Observational studies have allowed researchers to compare the effectiveness and safety of traditional treatment options for multiple sclerosis and rituximab.
Multiple sclerosis is a chronic immunological disease affecting the central nervous system. Depending on the region of the brain affected by the disease, patients may experience a wide range of symptoms (i.e. vision problems, bladder issues, movement disabilities, sexual dysfunction) that will worsen progressively with time. Drug therapy has expanded over the last few years with the addition of new disease-modifying therapies. However, these traditional therapies are associated with a high level of discontinuation. Rituximab is traditionally used for rheumatoid arthritis; nevertheless, recently it has been used off-label in Sweden for multiple sclerosis.
Swedish researchers at the Karolinska Institutet’s Department of Clinical Neuroscience in Stockholm had a unique opportunity to conduct a comparative real-world effectiveness study on rituximab for multiple sclerosis. The results of this study were published in the Journal of the American Medical Association Neurology.
The Swedish multiple sclerosis registry contains data on 14,500 patients with multiple sclerosis. Among these, 494 newly diagnosed patients were included in the study. Patients were using either rituximab, injectable disease-modifying therapies, dimethyl fumarate, fingolimod, or natalizumab. Considering the real-world nature of this observational study, the baseline characteristics differed among the patients receiving different drug therapies. The primary outcome of the study was the discontinuation of the prescribed drug and the reason for stopping therapy was also included in the analysis. Other outcomes included side effects, the presence of brain lesions on MRI scans, and disease relapse.

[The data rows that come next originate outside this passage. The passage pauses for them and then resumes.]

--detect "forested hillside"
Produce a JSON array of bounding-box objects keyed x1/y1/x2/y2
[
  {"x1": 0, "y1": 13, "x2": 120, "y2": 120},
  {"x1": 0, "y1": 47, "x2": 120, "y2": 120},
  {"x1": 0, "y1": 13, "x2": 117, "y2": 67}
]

Fewer Discontinuations in the Rituximab Group
Compared with patients on traditional treatment (injectable disease-modifying therapies, dimethyl fumarate, fingolimod, and natalizumab), the proportion of patients continuing therapy was significantly higher in the rituximab group. Patients treated with injectable disease-modifying therapies, dimethyl fumarate, and fingolimod discontinued treatment more often because of disease relapse or side effects. Rituximab-treated patients discontinued more often because of pregnancy and only 0.8% of patients discontinued therapy because of disease breakthrough. Positive JC virus blood results were the most common reason for discontinuing natalizumab among patients in the study.
The secondary outcome, relapse rates, was lower with rituximab compared with injectable disease-modifying therapies. No significant differences were noted when comparing relapse rates between rituximab-treated patients and those receiving dimethyl fumarate or fingolimod. Rituximab also resulted in a lower outcome of brain lesions when compared with injectable disease-modifying therapies and dimethyl fumarate. The side effect profile did not differ significantly between the groups treated with rituximab, fingolimod, and natalizumab. Injectable disease-modifying therapies demonstrated more mild intensity side effects when compared with rituximab, but the low rate of moderate to severe side effects was comparable in both treatment groups.
This observational study demonstrated that rituximab, although considered an off-label therapy for multiple sclerosis, has a lower rate of discontinuation and relapse rate. Further studies with a larger patient population are required to confirm the effectiveness and safety of rituximab in multiple sclerosis patients.
(1) Granqvist M, Boremalm M, Poorghobad A, et al. Comparative Effectiveness of Rituximab and Other Initial Treatment Choices for Multiple Sclerosis. JAMA Neurol. 2018
(2) Hillert J, Stawiarz L. The Swedish MS registry – clinical support tool and scientific resource. Acta Neurol Scand. 2015.